3. Attenuation of taint from the illegal entry
Lastly, we turn to the attenuation question — whether Melissa’s consent was “fruit of the poisonous tree,” i.e., a product of the unlawful entry. The finding that Melissa’s consent was voluntary is important, but not decisive, in this inquiry. As noted above, there is a three-part test to determine whether there was a sufficient break in the causal chain between the unlawful conduct and the discovery of challenged evidence. The first of the three factors to be considered is the lapse of time between the police misconduct and Melissa’s consent. In this case, that time period was very brief, which militates against a finding of attenuation.
The other two factors, however, weigh in favor of attenuation. First, the warrantless entry into the Reynolds’ home without a warrant or permission was not a particularly egregious Fourth Amendment violation. The officer did so in the belief that someone may have been held against her will in the house.

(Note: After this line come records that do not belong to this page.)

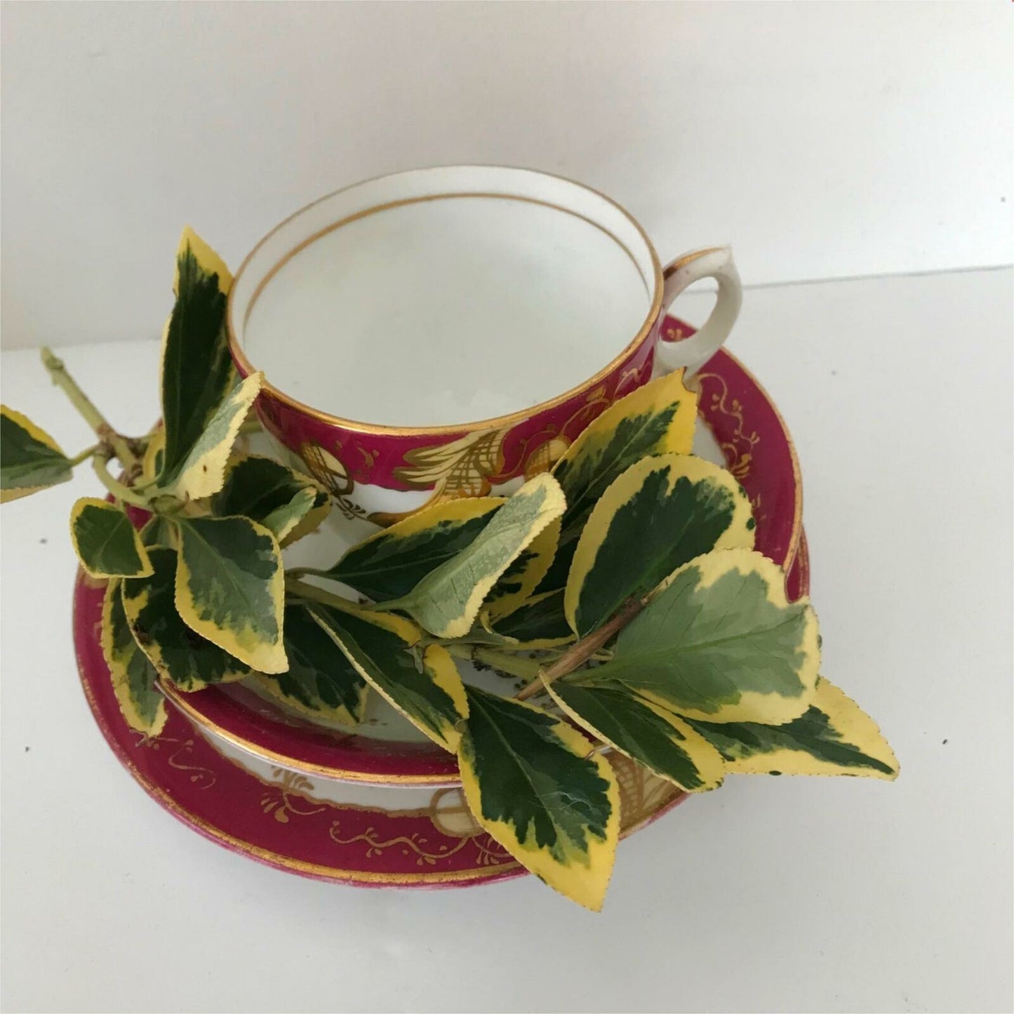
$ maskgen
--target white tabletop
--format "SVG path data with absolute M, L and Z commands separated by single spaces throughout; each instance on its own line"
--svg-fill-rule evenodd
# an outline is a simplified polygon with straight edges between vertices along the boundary
M 730 348 L 802 461 L 824 672 L 901 776 L 730 778 L 621 846 L 598 916 L 531 878 L 302 880 L 175 821 L 74 669 L 67 515 L 94 478 L 5 505 L 4 1009 L 1009 1011 L 1012 319 L 1008 270 L 746 293 Z M 156 358 L 66 352 L 135 432 Z M 6 404 L 90 442 L 33 352 L 2 365 Z

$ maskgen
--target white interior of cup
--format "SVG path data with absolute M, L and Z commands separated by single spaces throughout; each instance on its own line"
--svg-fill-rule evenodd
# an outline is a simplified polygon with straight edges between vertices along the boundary
M 233 284 L 254 369 L 318 412 L 431 427 L 515 413 L 649 325 L 658 260 L 607 198 L 527 169 L 383 176 L 297 212 Z

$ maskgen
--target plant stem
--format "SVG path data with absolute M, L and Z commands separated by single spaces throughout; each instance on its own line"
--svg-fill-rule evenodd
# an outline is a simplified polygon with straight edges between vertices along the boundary
M 106 422 L 105 417 L 95 408 L 91 399 L 78 386 L 77 381 L 67 372 L 63 360 L 53 354 L 52 349 L 42 350 L 43 365 L 49 371 L 53 382 L 60 387 L 70 400 L 71 405 L 81 414 L 84 421 L 95 431 L 98 439 L 113 448 L 117 457 L 128 473 L 138 465 L 137 457 L 131 450 L 127 438 L 121 436 Z
M 323 588 L 318 588 L 315 584 L 307 584 L 305 581 L 300 581 L 290 575 L 291 572 L 285 575 L 285 590 L 290 594 L 298 595 L 300 598 L 308 598 L 311 602 L 320 602 L 322 605 L 337 605 L 339 608 L 358 604 L 349 598 L 324 591 Z
M 70 466 L 73 468 L 75 464 L 80 464 L 82 461 L 87 460 L 89 457 L 91 457 L 92 454 L 95 454 L 99 450 L 101 450 L 101 448 L 102 448 L 101 444 L 92 444 L 90 447 L 85 447 L 85 449 L 81 451 L 80 454 L 75 454 L 70 459 Z
M 328 577 L 328 572 L 325 570 L 317 570 L 315 567 L 290 567 L 285 572 L 286 578 L 292 578 L 297 580 L 301 577 Z M 334 580 L 334 579 L 332 579 Z
M 444 647 L 455 658 L 462 658 L 466 662 L 482 662 L 483 665 L 500 669 L 519 679 L 531 680 L 538 677 L 539 663 L 535 658 L 518 658 L 517 655 L 506 655 L 495 648 L 484 648 L 481 645 L 450 643 Z
M 105 466 L 107 460 L 108 458 L 98 454 L 91 461 L 92 467 L 95 469 L 95 475 L 98 477 L 98 481 L 102 484 L 102 486 L 104 486 L 118 500 L 122 500 L 127 504 L 132 504 L 135 507 L 142 507 L 144 510 L 150 510 L 150 504 L 144 499 L 144 497 L 139 496 L 133 490 L 124 486 L 123 483 L 118 483 L 113 476 L 110 475 L 110 469 Z
M 529 683 L 517 696 L 518 701 L 526 701 L 549 686 L 554 679 L 566 676 L 569 672 L 579 669 L 605 644 L 614 634 L 623 630 L 646 605 L 641 598 L 627 601 L 620 611 L 597 631 L 571 645 L 551 666 L 539 672 L 539 679 Z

He entered not for a calculated purpose of trying to discover evidence of a crime, but rather to determine the location and well-being of an alleged victim of a domestic disturbance. Having entered, he went only a few feet inside before making contact with Melissa, and she consented to any further intrusion. Finally, the unsolicited and entirely self-initiated nature of Melissa’s invitation for an officer to walk into the office to see the gun, and her personal willingness to cooperate with the officers, is an intervening circumstance that separates the consent from the violation of Reynolds’ constitutional rights that occurred when the police entered. Apart from the temporal proximity, there is no evidence in the record that Melissa’s cooperation and consent were products of the unlawful entry. Nothing indicates that she was intimidated by the officers’ unannounced entry. The only information that the officers gained by their initial unlawful entry was the scent of marijuana, but that was not the reason that Melissa showed Officer Farina around the house. Rather, she led him into the office in response to the officer’s question about the presence of weapons, a legitimate
*475
inquiry considering that the purpose of the visit was to investigate a domestic disturbance. Weighing all of the factors that are to be considered in an attenuation analysis, we conclude that Melissa’s consent was not acquired by exploitation of the illegality but, instead, “by means sufficiently distinguishable to be purged of the primary taint.”
Wong Sun,
Because the consent was given voluntarily by someone with apparent authority and was not tainted by the officers’ initial unlawful entry into Reynolds’ home, the district court properly refused to suppress the evidence found.
III.
CONCLUSION
Although the officers’ initial entry into Reynolds’ home was unlawful, the district court correctly denied his suppression motion. The evidence shows that Melissa voluntarily consented to the officers’ search of her home and the large box within it, that she had actual or apparent authority to do so, and that her consent was not tainted by the officers’ prior unlawful entry into the house. Therefore, the order denying Reynolds’ motion to suppress evidence is affirmed.